13. October 2004 · Comments Off on Andalusian Dreams · Categories: General, History

It is a country of dreams, fragile pavilions, airy courtyards, and meticulously planted gardens, cool trickling fountains and pools, refuges from the harsh summer heat of Southern Spain, that the Moors called Al-Andalus. In this country the bougainvillea vines make a splash of dark red or electrical magenta against whitewashed plaster walls, and curved roof tiles of a peculiar faded hue, somewhere between rose pink and honey. In the afternoon, the cicadas make a churring sound in the oleanders in the great enclosed garden of the citadel of the Alhambra high on the Albaicin hill, in the city of Granada.

The place seems deserted of people, only my daughter and I exploring the paths where the white dust settles softly in our footprints as we pass. Behind us is the ruined citadel of the Alcazaba, the fortress looking out over the city below, and the sprawling palace complex of towers and courts, whispering with myrtle leaves and the trickle of water. The Patio of Myrtles – the Comares Tower, the Hall of the Ambassadors, its interior walls covered with a fine tracery of intricate plaster lace. Our footsteps fall with a faint scuffing sound on the stone floors. The Lions’ Court, water bubbling from a great stone basin, born up on the backs of oddly stylized, almost Chinese-looking stone lions, at the center of a forest of slender pillars, branching into more elaborate arching trees of plaster filigree. To me it is a wonderland, a place of enchantment, but something about the rooms opening into the Lion’s Court creeps out my daughter. She feels a sense of oppression, the whisper of something bad having happened there, and runs ahead. I follow, doing my best to drink it all in, the fabled rooms and gardens, loggia and court. There was the Queen’s mirador, a tower with an airy latticed window, once with a view into the town below- all ornamented with plasterwork, with tile and magnificent woodwork, the last grand flowering of the Moorish kings in Spain, their paradise on earth, planted with flowers and shrubs to make a living carpet, ornamental trees swaying gracefully in the cool breeze. Boabdil, the last king of Granada, departed in 1491, asking of Ferdinand and Isabella, the Catholic Monarchs that the gate out of which he left be stopped up and never used again.

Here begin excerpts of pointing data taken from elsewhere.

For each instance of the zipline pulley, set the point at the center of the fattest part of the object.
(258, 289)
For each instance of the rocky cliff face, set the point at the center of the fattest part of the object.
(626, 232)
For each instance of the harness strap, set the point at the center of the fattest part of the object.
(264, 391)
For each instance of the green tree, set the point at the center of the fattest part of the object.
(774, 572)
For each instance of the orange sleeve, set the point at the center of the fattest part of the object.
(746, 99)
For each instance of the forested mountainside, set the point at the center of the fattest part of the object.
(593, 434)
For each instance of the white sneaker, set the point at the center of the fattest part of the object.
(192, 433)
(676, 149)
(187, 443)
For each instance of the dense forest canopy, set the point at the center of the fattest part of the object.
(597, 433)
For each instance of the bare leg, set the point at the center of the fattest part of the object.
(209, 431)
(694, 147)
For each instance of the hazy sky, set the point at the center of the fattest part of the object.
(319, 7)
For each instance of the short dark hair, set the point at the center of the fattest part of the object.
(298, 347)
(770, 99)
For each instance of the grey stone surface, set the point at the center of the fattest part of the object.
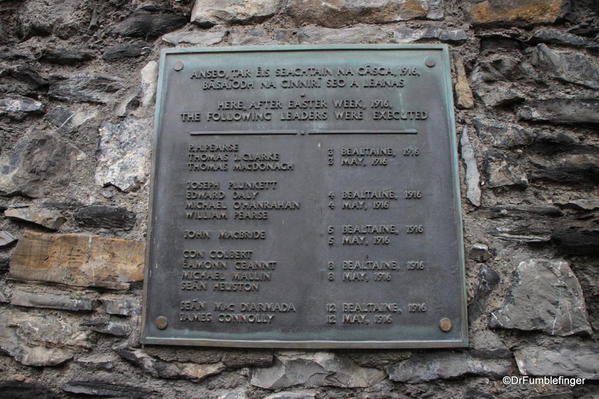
(473, 192)
(125, 51)
(480, 252)
(97, 362)
(568, 360)
(105, 217)
(574, 67)
(314, 370)
(149, 79)
(22, 80)
(149, 24)
(68, 120)
(522, 12)
(313, 34)
(568, 168)
(545, 296)
(501, 170)
(303, 394)
(6, 239)
(494, 96)
(66, 56)
(47, 218)
(487, 344)
(456, 36)
(122, 306)
(247, 358)
(52, 301)
(25, 390)
(580, 204)
(486, 281)
(157, 368)
(94, 387)
(17, 106)
(39, 340)
(196, 37)
(116, 328)
(85, 87)
(446, 365)
(337, 13)
(504, 135)
(54, 160)
(207, 13)
(124, 154)
(554, 36)
(63, 19)
(562, 111)
(573, 240)
(521, 235)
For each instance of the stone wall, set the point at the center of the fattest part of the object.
(77, 82)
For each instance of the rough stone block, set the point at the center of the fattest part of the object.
(562, 111)
(123, 306)
(94, 387)
(148, 24)
(106, 217)
(569, 360)
(47, 218)
(66, 56)
(207, 13)
(314, 370)
(6, 239)
(456, 36)
(446, 365)
(197, 37)
(37, 165)
(313, 34)
(545, 296)
(78, 259)
(85, 87)
(18, 107)
(52, 301)
(124, 154)
(515, 12)
(24, 390)
(569, 66)
(39, 340)
(337, 13)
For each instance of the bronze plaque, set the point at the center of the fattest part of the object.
(305, 197)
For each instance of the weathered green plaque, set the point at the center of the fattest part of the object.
(305, 197)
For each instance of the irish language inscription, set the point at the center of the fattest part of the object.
(305, 197)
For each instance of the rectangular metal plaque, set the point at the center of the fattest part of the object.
(305, 198)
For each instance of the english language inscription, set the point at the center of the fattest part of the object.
(305, 198)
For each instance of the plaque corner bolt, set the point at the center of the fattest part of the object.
(161, 322)
(445, 324)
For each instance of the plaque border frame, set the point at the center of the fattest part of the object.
(310, 344)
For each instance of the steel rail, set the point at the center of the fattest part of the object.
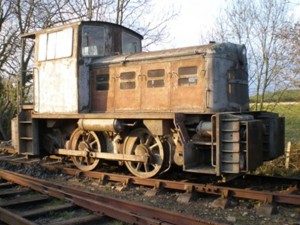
(122, 210)
(264, 196)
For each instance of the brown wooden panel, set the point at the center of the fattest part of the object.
(188, 85)
(155, 87)
(127, 88)
(102, 97)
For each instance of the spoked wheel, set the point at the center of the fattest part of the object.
(85, 141)
(141, 142)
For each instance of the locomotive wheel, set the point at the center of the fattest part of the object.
(141, 142)
(85, 141)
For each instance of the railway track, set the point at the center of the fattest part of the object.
(247, 187)
(101, 205)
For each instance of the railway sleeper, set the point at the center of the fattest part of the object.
(103, 155)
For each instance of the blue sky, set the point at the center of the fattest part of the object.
(196, 17)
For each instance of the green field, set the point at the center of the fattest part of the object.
(291, 112)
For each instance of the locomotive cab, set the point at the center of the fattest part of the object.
(98, 97)
(62, 59)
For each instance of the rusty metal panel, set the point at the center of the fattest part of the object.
(55, 80)
(102, 90)
(155, 85)
(127, 94)
(254, 144)
(188, 85)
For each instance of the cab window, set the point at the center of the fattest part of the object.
(93, 41)
(130, 44)
(55, 45)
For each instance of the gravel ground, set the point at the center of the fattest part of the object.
(237, 212)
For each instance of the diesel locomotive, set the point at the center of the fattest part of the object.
(97, 97)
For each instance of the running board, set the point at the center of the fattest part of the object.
(103, 155)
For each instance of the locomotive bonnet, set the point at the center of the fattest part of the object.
(97, 97)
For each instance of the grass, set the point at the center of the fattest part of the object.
(276, 167)
(291, 112)
(286, 96)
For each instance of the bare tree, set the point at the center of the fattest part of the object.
(258, 24)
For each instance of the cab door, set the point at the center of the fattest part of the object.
(127, 92)
(155, 93)
(188, 86)
(102, 98)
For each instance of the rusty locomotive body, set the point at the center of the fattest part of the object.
(98, 97)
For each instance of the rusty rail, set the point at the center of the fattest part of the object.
(121, 210)
(264, 196)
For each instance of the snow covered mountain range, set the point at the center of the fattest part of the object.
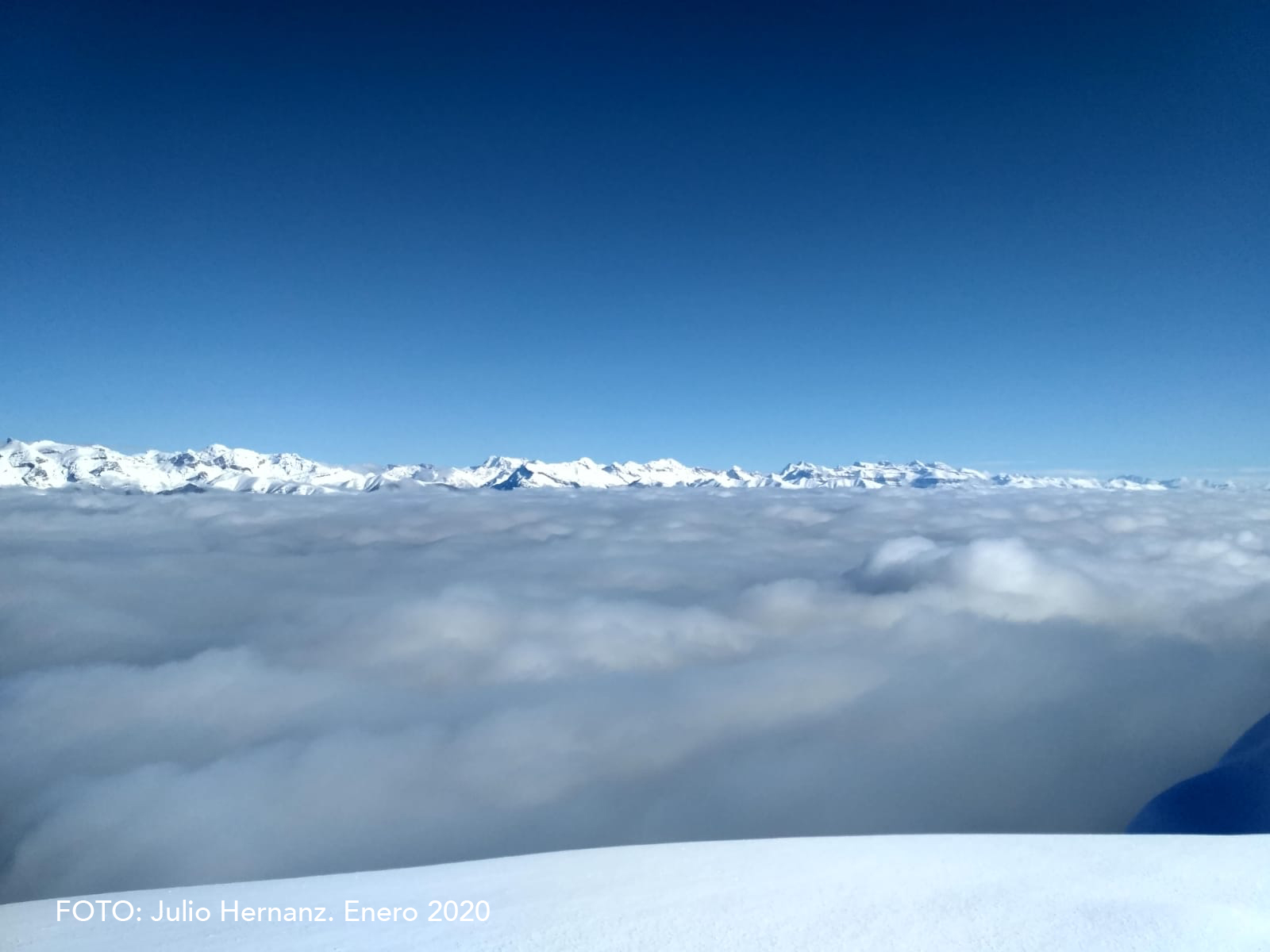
(48, 465)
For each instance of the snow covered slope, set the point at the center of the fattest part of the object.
(48, 465)
(882, 894)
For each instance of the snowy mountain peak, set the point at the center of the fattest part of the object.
(48, 465)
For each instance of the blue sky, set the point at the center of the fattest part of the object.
(1018, 236)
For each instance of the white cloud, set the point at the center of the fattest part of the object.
(221, 689)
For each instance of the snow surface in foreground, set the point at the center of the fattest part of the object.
(860, 892)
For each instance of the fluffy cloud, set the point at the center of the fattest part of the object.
(229, 687)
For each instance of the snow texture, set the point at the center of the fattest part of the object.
(221, 687)
(873, 894)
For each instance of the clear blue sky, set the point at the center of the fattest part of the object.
(1014, 235)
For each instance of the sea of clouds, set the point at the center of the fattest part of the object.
(229, 687)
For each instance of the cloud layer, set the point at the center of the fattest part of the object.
(220, 689)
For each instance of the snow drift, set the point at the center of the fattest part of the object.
(872, 894)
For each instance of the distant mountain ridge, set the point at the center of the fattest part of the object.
(46, 465)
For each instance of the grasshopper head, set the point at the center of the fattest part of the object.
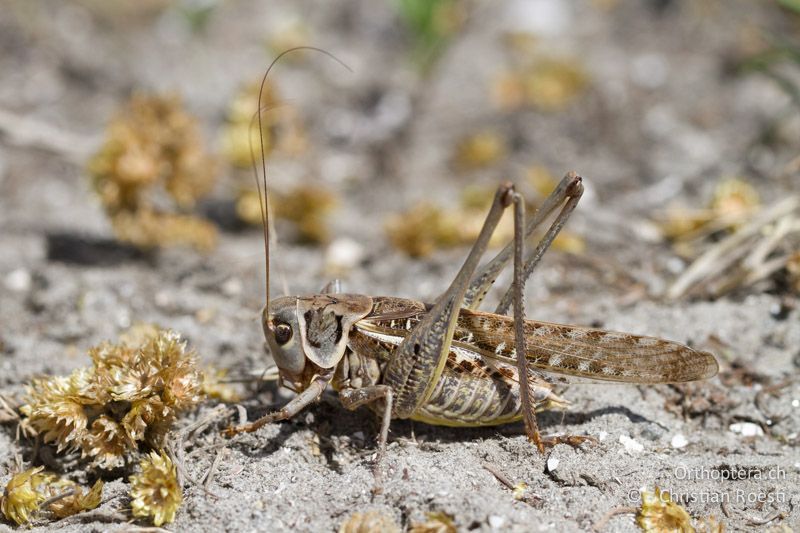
(307, 335)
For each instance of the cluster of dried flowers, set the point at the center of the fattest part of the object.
(128, 398)
(155, 492)
(305, 206)
(543, 83)
(437, 522)
(153, 158)
(736, 242)
(28, 491)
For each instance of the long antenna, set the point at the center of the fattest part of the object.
(263, 197)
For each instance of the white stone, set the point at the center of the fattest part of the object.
(631, 446)
(18, 280)
(679, 441)
(343, 254)
(496, 522)
(232, 287)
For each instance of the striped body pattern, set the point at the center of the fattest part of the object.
(479, 384)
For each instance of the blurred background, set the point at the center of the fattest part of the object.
(126, 188)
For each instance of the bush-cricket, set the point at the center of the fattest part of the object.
(447, 362)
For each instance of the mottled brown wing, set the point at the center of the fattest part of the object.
(585, 352)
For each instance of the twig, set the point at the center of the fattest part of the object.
(499, 475)
(209, 477)
(140, 529)
(724, 254)
(753, 521)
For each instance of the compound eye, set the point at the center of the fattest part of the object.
(283, 332)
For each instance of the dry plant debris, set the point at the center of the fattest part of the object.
(479, 150)
(545, 84)
(305, 206)
(155, 492)
(26, 492)
(129, 397)
(281, 126)
(151, 171)
(659, 513)
(369, 522)
(733, 202)
(757, 244)
(436, 523)
(427, 227)
(215, 387)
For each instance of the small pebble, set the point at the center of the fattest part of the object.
(18, 280)
(232, 287)
(679, 441)
(496, 522)
(631, 446)
(343, 255)
(747, 429)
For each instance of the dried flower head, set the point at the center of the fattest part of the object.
(155, 492)
(660, 513)
(130, 396)
(281, 127)
(369, 522)
(153, 157)
(21, 498)
(436, 523)
(547, 84)
(426, 227)
(28, 490)
(305, 206)
(479, 150)
(733, 202)
(79, 501)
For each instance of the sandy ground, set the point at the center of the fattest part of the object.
(641, 141)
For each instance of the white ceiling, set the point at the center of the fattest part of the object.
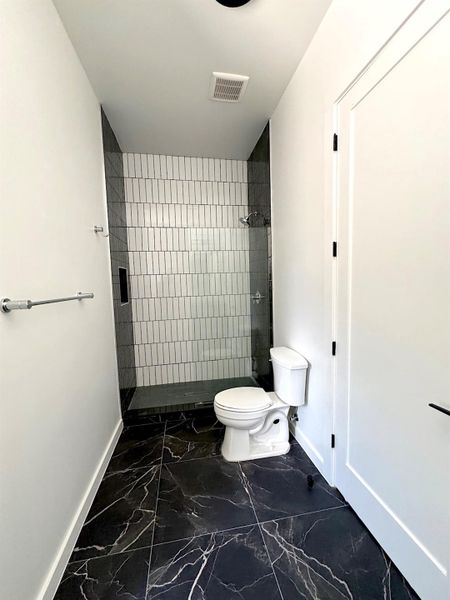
(150, 63)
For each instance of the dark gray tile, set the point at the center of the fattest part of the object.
(139, 446)
(119, 577)
(278, 486)
(201, 496)
(183, 396)
(122, 515)
(330, 555)
(220, 566)
(194, 438)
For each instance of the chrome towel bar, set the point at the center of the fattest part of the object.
(8, 305)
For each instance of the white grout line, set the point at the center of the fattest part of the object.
(156, 510)
(261, 533)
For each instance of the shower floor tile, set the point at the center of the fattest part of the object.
(171, 512)
(182, 396)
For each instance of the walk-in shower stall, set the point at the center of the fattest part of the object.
(190, 260)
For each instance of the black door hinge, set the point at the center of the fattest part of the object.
(335, 142)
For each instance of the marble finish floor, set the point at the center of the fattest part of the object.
(173, 521)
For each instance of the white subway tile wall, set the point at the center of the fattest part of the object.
(189, 267)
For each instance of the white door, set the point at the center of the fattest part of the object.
(393, 299)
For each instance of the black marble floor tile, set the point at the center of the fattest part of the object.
(330, 555)
(139, 446)
(122, 516)
(118, 577)
(220, 566)
(196, 438)
(278, 486)
(201, 496)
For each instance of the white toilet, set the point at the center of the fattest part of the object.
(256, 421)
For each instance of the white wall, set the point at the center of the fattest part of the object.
(59, 406)
(301, 136)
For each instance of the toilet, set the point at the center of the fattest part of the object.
(256, 422)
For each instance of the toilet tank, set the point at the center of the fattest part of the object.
(289, 371)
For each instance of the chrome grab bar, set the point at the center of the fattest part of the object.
(8, 305)
(257, 297)
(442, 409)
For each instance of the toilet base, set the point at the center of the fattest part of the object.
(239, 446)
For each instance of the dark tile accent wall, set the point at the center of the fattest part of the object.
(261, 259)
(118, 243)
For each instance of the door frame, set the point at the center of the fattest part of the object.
(411, 32)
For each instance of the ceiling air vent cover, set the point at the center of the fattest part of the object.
(226, 87)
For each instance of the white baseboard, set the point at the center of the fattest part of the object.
(310, 449)
(58, 567)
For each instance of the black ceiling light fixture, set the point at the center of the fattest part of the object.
(233, 3)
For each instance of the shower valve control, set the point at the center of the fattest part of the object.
(257, 297)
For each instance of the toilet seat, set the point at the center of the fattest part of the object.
(243, 400)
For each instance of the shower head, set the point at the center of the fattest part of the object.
(246, 220)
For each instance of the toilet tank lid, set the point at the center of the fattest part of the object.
(288, 358)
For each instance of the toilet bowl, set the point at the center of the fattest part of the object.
(256, 422)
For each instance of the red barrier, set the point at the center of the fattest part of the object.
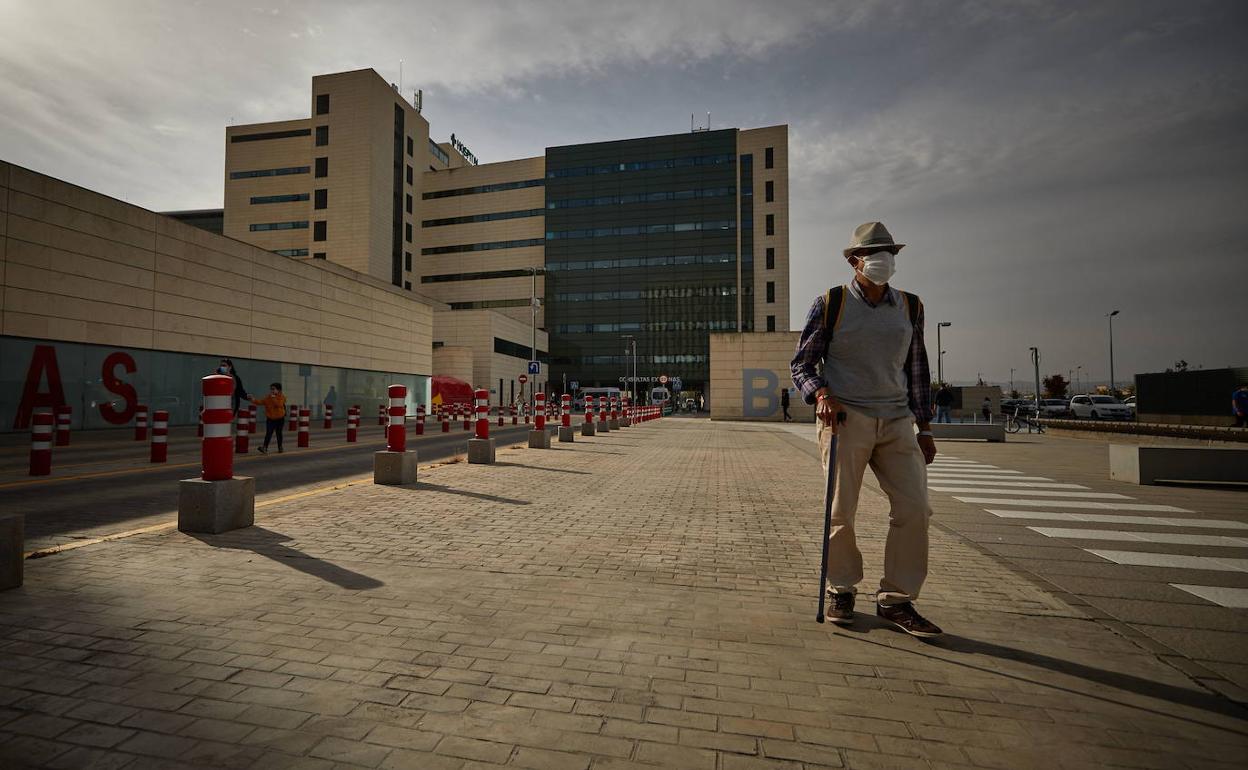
(141, 422)
(482, 398)
(242, 432)
(160, 436)
(352, 424)
(216, 451)
(305, 427)
(41, 443)
(396, 434)
(64, 417)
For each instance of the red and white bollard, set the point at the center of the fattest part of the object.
(242, 431)
(396, 433)
(305, 427)
(41, 443)
(141, 422)
(352, 424)
(64, 417)
(482, 404)
(160, 436)
(217, 448)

At the head of the pass leading down towards the sea, he looked back at his glorious citadel and wept.

Granada, the last remnant of Moorish control on the Iberian Peninsula. Once, at the peak of power and glory, the great dynasties—the Umayyad, and after them the Almoravids and the Almohads held all but Asturias in the far north-west, and went over the Pyrenees as far as Tours before being pushed back by Charles Martel. Moorish rulers held the great cities of Toledo, Cordoba, Seville; shining beacons of learning and culture in the darkness of the European Middle ages. Gloriously adorned with gardens, running water, street-lighting, Cordoba boasted subtle philosophers, learned doctors of medicine, poets and mathematicians, and an atmosphere of toleration that drew on the finest scholars from all three religious traditions. Abd-al-Rahman III, who held supremacy as the Caliph of Cordoba built himself a great palace outside the city, called the Medinat-al-Zahra – palace, garrison and city all at once, splendid and sprawling – as glittering and ultimately as fragile as a blown glass sculpture. It existed only a bare half-century as the Versailles of Iberia, before it was razed nearly to the ground, and the Caliphate collapsed into a muddle of warring city states. The Christian Reconquest slowly gathered, retaking Toledo by the 11th century, brought to a glorious conclusion by Ferdinand and Isabella in this very city, in the shimmering fairy-tale palace that my daughter and I now explored. Within a few years and decades many others followed King Boabdil into exile, probably many of them looking one last time over their shoulders and weeping for that lost paradise, that splendid dream that was no longer theirs. The exiles took skills, intellect and trade contacts with them, and Spain glittered for a while, and then grew moribund, rigid, overtaken in intellectual, industrial and mercantile energy by other countries.

But some still dream, of colonnaded gardens, and fountains of clear water from the snow-melt of the Sierra Nevada, and of taking back the lost paradise of Al-Andalus, caring little that what made it so, was liberty from religious orthodoxy, and the free exchange of ideas, in the courtyards of Cordoba and Toledo, with the blossoms of orange trees perfuming the twilight air.